Wir berathschlagten, wohin man mich bringen könne. Ludwig’s Frau nannte ihren Vater, welcher in Bräunsdorf wohnte und der wohl im Stande sein werde mich zu verbergen. Der Fuhrmann, welcher mich gebracht, wurde wieder engagirt, aber dieses Mal mit einem Korbwagen. Als es dunkel war, wurde meine Matratze wieder eingelegt, ich darauf, dann eine Partie Hausgeräth über mich gepackt, so daß das Ganze wie ein Auszug aussah, eine Plane über den Wagen gezogen, und so ging es in die Nacht hinaus, nach Bräunsdorf zu. Cousin Ludwig und Albert marschirten zu Fuß vor und neben dem Wagen her.
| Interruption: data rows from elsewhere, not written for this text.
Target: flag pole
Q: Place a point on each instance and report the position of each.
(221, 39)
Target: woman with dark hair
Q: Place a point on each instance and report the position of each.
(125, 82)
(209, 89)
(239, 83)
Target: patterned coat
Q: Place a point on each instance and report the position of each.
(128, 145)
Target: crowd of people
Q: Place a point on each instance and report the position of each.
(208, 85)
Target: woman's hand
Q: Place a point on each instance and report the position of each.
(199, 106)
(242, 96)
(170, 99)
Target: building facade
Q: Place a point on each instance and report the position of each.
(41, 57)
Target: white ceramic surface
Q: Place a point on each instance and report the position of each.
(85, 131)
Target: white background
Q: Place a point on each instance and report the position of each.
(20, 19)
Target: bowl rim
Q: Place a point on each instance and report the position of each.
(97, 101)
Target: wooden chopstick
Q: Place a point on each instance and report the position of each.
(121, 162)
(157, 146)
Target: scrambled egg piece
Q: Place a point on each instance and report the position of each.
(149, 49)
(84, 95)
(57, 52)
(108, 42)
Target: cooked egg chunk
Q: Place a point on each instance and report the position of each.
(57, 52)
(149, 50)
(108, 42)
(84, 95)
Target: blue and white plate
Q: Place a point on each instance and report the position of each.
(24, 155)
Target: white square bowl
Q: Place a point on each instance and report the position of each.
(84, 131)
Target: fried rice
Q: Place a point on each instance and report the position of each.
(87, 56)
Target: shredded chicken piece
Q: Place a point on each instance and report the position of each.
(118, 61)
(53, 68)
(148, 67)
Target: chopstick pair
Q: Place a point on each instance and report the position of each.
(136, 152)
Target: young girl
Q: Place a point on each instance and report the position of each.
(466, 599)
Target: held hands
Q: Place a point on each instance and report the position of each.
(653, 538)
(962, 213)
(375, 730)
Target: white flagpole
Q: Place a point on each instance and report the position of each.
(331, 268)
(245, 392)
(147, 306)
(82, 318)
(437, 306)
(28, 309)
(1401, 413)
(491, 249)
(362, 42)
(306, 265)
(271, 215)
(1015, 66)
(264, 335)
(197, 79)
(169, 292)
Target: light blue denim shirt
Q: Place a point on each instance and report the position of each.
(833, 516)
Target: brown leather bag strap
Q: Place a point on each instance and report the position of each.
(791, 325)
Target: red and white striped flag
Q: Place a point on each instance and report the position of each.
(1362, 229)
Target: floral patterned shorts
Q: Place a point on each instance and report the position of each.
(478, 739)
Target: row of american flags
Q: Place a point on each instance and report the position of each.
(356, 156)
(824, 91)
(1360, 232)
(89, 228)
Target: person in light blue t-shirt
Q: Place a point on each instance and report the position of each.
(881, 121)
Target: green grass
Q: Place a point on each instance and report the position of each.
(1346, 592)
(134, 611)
Wir erreichten Bräunsdorf gegen zwei Uhr Morgens und hielten vor dem Hause des alten Herrn an, der nach einigem Pochen sich hören ließ. Er weigerte sich mich aufzunehmen, da es keine zwei Tage verschwiegen bleiben könne. Auf meine Bitte händigte er mir durch Ludwig fünfzig Thaler in einer Rolle ein. Eine andere Summe hatte mir ein edler Freund in Freiberg geliehen, dessen Hülfe ich schon dreizehn Jahr früher mein Leben und meine Gesundheit dankte. Wir waren also gezwungen, unsere Reise fortzusetzen. Ich wußte nicht wohin. Da fiel mir der Gerichtsdirector Schiffner in Mittweida ein, sowie der Abgeordnete Müller von Taura. Wir fuhren weiter auf Haynichen und Mittweida zu, obgleich ich nicht wußte, wie mir die beiden Gesinnungsgenossen helfen sollten.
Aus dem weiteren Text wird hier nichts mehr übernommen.